LEOMINSTER -- City councilors on Monday night delayed voting whether to borrow $1.3 million to pay for unexpected costs associated with building the new library.They voted to delay making a decision until they meet again for a special meeting at 7:30 p.m. Wednesday night in City Hall, so they can better understand their financial options.

They also asked the city's financial department heads to attend the meeting.

Before the council decided to delay taking a vote, Ward 1 City Councilor David Rowlands suggested some alternative ways to come up with the $1.3 million.

Rowlands said he wants to avoid placing any more of the burden of the library's cost on the taxpayers, via their property taxes.

"Eighty percent of the taxes in the city are paid by the homeowner," he said. "They can't pay it any more."

Rowlands said officials should take $650,000 from the city's stabilization account and the $330,000 the city is making from selling a home on Page Avenue. The city acquired the home in 1999 when buying land to build Sky View Middle School.

He said more fundraising can help make up for the rest of the financial shortfall, and he called on businesses, who have seen their taxes go down, to donate.

Ward 3 City Councilor Claire Freda disagreed with Rowlands' idea of using money from the stabilization account, and said she thinks the idea has already been considered.

"I think we all thought about the stabilization account.
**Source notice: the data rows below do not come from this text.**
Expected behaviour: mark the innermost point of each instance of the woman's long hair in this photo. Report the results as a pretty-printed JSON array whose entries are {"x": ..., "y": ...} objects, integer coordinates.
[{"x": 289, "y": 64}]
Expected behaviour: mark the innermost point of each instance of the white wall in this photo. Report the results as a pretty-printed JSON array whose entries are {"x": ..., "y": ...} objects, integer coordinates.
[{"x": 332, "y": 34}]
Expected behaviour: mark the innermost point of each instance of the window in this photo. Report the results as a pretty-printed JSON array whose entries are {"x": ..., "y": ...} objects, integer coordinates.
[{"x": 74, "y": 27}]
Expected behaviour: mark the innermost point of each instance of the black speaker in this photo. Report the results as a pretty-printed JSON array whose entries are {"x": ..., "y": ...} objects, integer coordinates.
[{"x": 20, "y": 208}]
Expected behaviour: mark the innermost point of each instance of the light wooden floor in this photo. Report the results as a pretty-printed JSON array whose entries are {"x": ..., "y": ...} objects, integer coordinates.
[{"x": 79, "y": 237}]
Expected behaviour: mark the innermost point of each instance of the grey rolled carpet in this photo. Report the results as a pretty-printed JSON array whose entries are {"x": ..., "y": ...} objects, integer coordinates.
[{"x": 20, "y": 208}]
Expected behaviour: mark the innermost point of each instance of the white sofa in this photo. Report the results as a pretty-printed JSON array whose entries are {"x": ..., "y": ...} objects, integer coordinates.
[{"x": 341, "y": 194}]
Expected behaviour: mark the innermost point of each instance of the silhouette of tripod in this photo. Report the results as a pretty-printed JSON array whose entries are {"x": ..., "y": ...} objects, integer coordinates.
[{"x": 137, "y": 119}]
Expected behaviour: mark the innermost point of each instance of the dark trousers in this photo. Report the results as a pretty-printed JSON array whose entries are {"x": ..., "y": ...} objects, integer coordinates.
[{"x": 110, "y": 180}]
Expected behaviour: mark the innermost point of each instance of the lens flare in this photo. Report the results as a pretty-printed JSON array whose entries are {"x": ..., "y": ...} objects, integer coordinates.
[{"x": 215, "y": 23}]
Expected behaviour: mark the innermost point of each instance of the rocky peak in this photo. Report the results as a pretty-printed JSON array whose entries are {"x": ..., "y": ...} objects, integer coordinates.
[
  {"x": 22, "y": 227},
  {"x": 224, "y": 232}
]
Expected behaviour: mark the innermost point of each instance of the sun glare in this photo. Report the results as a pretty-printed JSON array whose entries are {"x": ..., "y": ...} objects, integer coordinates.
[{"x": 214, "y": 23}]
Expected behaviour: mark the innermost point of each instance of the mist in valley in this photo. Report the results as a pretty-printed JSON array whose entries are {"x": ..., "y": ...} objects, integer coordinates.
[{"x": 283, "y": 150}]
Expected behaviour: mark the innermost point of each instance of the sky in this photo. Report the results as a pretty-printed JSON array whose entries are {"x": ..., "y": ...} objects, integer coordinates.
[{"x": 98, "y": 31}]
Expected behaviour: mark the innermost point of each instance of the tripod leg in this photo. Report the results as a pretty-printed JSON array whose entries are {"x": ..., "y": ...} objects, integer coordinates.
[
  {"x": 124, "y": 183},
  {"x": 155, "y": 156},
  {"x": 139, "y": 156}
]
But the stabilization account is clearly because of an emergency in case taxes can't be paid," she said. "Is there an emergency at this point?"

At large City Councilor Dennis Rosa, the chairman of the finance subcommittee, said there is $8,026,493 in the stabilization account and $54,308 in the emergency reserve.

The city is "still in good financial shape" and can afford to approve a 10-year bond for the $1.3 million, he said.

But if the city takes out a 10-year loan for the $1.3 million, the average single-family homeowner will see their property taxes increase by a total of $97 within the next year, Rosa said.

That includes an $83 increase because of the $7.8 million the council unanimously approved in 2003, plus $14 more if they approve the $1.3 million, according to Rosa.

Seventeen people voiced their opinion about the spending during the public forum.

Thirteen of the 17 people said they favored the spending.

"I've been going to the library since I was a freshmen in high school," said Paul Wolfe, 18, who attends Fitchburg State College. "It has stopped me from going out and causing trouble around the city. It has kept me from being into drugs, drinking."

Ernest Caponi, 73, said he has been able to write a book because of the resources available at the library.

"The facilities at the library are wonderful," he said.

But another resident, Peter Latchis, said the city made do with a small library.

Now, "we're building monuments" at a "tremendous cost to the taxpayer," he said.

The city is going to need to embark on other building projects in the coming years, such as a new water filtration plant and a new police station, Latchis said.

Mary Jane Cuddahy of 8 Marita St. also spoke against the spending.

"The children in the schools in Leominster are asked to pay for buses and sports ... There are many people in Leominster that are calling the library the Taj Mahal," she said.

"I would like to know where your priorities are," she told the councilors.

Workers are rehabilitating the old library, which was built in 1910, and adding onto it. The building is slated to open in 2007.